Biochemisches Praktikum I - Goethe

Werbung
Immunologische Verfahren
in der Biochemie
Biochemisches Praktikum I
SS 2010
Karen Erbguth, Hi-jea Cha und Florian Csintalan
Institut für Biochemie
Biozentrum der Johann Wolfgang Goethe-Universität
Frankfurt am Main
1 von 9
Einleitung
__________________________________________________________________________________________
1. Einleitung
Immunologie ist die Wissenschaft der Abwehr von Krankheitserregern und Schadstoffen. Die
Immunabwehr besteht aus verschiedenen Mechanismen, die miteinander wechselwirken. Zum einen
gibt es die unspezifische Abwehr, die sich gegen allgemeine Charakteristika von Pathogenen richtet.
Sie beinhaltet das Epithel, Phagozytische Zellen, Natürliche Killerzellen, Interferone und Teile des
Komplementsystems. Im Gegensatz dazu steht die spezifische Abwehr, die nach Antigenkontakt
eine gegen dieses Antigen erzeugte Immunantwort erzeugt. Antigen steht für Antikörper generierend –
es sind spezifische Oberflächenstrukturen auf den Pathogenen. Verantwortlich für die spezifische
Immunantwort sind neben den T- und B-Lymphozyten, die durch B-Lymphozyten produzierten
Antikörper.
Es gibt außerdem noch eine weitere Einteilung der Immunreaktionen nach ihrem Wirktyp.
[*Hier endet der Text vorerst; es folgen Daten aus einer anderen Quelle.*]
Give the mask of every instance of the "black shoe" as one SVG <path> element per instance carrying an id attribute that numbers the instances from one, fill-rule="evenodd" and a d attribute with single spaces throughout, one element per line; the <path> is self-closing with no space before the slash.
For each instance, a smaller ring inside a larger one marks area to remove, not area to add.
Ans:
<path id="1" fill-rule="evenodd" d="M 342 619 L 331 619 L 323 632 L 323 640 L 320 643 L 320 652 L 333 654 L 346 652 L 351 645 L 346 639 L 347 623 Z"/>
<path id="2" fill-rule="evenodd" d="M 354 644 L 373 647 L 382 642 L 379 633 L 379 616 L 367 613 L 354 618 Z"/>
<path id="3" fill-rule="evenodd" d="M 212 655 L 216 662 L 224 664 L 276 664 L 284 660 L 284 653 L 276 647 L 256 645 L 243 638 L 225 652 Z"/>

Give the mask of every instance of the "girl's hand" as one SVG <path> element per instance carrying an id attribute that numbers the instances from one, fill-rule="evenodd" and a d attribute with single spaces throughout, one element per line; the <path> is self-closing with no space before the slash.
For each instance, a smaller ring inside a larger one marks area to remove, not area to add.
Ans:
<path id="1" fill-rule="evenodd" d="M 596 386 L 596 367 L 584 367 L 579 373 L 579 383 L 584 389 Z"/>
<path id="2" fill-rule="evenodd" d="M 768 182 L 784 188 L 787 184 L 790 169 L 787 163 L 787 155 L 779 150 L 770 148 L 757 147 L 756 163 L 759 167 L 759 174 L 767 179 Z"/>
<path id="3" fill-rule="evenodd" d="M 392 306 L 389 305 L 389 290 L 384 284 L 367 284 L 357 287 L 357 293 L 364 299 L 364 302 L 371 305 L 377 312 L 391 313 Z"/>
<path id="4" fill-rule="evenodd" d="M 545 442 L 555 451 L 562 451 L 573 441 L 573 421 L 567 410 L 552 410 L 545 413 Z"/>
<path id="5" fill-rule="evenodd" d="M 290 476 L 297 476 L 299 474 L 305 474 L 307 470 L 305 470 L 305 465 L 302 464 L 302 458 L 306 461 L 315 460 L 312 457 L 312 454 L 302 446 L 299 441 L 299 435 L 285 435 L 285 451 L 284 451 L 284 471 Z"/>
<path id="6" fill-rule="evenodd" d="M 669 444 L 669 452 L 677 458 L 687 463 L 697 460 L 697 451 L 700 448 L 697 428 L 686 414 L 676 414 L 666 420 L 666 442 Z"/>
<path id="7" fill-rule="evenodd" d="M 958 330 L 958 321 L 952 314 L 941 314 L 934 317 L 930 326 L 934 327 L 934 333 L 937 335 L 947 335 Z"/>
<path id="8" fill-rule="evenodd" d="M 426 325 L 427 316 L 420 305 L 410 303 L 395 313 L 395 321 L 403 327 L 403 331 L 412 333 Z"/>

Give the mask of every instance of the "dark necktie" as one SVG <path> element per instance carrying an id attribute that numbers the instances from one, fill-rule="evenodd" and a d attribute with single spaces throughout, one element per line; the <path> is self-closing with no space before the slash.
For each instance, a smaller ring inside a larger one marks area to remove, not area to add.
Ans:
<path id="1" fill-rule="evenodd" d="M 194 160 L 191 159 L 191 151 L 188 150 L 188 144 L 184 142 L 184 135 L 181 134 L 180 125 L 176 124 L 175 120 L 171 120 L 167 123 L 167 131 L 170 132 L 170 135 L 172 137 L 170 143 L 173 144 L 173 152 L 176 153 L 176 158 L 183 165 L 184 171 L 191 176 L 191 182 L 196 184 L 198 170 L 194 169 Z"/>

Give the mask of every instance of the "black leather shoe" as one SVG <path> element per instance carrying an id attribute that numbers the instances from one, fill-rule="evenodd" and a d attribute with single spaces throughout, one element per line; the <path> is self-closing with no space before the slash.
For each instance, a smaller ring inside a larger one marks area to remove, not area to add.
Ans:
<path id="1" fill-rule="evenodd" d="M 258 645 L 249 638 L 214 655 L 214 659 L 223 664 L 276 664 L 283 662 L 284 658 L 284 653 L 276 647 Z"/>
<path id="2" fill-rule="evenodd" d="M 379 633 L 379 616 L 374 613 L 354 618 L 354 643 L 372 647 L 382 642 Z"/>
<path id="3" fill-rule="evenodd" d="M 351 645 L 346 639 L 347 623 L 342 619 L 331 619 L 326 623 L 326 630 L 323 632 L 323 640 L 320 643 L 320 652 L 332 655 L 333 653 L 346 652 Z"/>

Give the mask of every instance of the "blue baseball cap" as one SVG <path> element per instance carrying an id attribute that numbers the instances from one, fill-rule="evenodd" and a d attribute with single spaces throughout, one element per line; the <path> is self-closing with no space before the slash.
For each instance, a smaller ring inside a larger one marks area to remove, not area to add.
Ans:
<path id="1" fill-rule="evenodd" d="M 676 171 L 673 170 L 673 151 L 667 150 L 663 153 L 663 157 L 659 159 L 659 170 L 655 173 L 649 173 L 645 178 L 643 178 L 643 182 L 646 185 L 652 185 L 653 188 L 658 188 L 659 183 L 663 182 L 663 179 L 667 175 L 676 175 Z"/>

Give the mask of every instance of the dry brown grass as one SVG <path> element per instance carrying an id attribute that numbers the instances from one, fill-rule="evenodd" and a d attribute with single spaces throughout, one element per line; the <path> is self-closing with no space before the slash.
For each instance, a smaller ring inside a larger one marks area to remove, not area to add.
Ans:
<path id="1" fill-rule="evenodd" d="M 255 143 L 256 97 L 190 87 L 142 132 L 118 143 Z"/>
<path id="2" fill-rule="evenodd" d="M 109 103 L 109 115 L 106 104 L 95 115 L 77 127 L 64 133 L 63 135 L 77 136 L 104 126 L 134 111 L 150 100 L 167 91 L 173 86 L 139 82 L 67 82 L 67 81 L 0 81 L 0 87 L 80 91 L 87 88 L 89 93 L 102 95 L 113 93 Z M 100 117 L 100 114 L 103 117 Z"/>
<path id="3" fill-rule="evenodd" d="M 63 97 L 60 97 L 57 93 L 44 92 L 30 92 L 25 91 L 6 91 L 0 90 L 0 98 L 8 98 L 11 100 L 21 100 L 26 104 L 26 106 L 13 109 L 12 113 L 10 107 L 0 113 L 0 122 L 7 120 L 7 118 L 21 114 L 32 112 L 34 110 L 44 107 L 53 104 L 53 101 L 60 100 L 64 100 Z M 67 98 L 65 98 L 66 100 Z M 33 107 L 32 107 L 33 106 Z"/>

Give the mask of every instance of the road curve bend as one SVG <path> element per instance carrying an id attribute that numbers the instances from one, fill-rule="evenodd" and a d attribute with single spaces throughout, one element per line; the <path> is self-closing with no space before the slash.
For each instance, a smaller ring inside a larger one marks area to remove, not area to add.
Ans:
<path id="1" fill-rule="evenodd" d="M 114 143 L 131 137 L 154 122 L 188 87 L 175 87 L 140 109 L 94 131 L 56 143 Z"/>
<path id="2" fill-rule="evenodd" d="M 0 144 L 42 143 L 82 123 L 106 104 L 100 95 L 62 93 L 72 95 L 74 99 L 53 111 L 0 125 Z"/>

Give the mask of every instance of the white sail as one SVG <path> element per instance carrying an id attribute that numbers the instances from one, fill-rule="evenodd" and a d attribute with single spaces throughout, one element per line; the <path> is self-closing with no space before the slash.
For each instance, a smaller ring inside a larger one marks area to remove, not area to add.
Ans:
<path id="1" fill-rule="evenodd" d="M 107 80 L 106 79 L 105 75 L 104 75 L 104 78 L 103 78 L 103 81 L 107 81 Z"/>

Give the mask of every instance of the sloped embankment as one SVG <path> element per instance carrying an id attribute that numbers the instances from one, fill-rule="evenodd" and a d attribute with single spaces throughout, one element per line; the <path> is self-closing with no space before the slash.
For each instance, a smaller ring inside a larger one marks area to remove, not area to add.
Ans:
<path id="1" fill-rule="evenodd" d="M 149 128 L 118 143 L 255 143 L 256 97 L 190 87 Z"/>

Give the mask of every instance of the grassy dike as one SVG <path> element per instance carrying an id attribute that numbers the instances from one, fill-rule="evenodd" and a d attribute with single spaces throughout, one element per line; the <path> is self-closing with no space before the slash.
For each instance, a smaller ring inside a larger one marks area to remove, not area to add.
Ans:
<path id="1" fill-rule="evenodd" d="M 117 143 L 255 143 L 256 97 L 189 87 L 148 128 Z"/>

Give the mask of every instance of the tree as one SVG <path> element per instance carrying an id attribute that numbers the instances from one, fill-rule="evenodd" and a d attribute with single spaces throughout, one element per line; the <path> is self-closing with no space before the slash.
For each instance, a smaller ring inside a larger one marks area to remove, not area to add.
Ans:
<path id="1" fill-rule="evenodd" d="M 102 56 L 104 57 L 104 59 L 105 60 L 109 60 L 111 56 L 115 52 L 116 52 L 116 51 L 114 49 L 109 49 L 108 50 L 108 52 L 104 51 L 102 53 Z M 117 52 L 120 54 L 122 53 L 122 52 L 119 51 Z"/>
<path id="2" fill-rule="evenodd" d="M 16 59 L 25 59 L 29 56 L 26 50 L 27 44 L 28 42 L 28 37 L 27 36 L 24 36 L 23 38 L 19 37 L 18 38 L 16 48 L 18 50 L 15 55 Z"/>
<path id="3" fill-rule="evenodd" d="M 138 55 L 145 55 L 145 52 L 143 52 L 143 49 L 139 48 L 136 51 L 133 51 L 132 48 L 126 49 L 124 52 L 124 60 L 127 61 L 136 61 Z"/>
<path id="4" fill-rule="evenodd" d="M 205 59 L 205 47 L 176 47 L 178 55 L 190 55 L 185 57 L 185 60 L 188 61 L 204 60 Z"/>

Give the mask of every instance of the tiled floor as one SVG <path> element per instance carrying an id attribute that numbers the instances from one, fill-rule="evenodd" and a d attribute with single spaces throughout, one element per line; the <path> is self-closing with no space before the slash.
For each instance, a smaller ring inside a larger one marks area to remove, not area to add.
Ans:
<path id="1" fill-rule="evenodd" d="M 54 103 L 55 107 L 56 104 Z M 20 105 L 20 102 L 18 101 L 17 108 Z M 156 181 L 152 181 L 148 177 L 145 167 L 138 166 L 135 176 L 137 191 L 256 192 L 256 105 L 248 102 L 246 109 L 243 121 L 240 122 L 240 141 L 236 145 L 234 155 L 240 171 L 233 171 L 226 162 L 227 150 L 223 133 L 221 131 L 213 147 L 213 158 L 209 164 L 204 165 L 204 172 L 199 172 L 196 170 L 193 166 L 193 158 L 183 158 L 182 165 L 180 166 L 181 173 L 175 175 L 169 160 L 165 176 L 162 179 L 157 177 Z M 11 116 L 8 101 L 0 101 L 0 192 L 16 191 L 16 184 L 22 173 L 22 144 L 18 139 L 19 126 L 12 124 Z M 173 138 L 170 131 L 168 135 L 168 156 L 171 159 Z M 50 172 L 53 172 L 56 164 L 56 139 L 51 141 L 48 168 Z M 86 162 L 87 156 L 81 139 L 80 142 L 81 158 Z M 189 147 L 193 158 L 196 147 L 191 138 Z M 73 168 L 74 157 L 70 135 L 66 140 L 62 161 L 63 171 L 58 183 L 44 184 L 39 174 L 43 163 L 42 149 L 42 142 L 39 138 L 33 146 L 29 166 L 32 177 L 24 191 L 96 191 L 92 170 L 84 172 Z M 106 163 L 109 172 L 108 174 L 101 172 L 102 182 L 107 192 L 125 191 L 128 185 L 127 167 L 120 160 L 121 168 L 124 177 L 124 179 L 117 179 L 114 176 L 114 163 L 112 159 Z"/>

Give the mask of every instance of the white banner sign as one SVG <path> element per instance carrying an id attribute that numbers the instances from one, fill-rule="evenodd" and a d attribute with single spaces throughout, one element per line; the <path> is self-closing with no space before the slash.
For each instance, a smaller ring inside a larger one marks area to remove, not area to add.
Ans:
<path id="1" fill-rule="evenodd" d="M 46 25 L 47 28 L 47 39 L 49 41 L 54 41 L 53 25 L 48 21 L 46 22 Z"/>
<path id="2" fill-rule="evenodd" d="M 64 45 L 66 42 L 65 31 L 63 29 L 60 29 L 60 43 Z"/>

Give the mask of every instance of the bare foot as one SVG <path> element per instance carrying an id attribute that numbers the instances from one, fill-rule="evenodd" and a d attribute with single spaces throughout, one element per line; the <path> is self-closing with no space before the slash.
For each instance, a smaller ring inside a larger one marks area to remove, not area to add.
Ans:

Unmittelbar
durch Zellen verursachte Reaktionen, bezeichnet man als die zelluläre Abwehr, während die
humorale Abwehr durch die Antikörper (AK) und gegebenenfalls ergänzend durch das
Komplementsystem vermittelt wird.
Für die Funktion der spezifischen Immunabwehr ist eine Kooperation von Makrophagen bzw.
Dendritische Zellen und T-Zellen notwendig. Makrophagen wie auch die Dedritischen Zellen sind
Fresszellen, die körperfremde Oberflächen erkennen, den Fremdkörper phagozytieren, teilweise
abbauen und die Antigene auf ihrer eigenen Membran in Verbindung mit dem MHC-Protein (Klasse II)
als Signal den T-Zellen präsentieren. Hierdurch werden die T-Zellen zur Teilung und Differenzierung
veranlasst. Die Besetzung der Oberfläche von Fremdkörpern mit Antikörpern verstärkt das Fresssignal
für Makrophagen um ein vielfaches.
Alle T-Zellen tragen auf ihrer Oberfläche einen T-Zell-Rezeptor (TCR) und sogenannte Corezeptoren.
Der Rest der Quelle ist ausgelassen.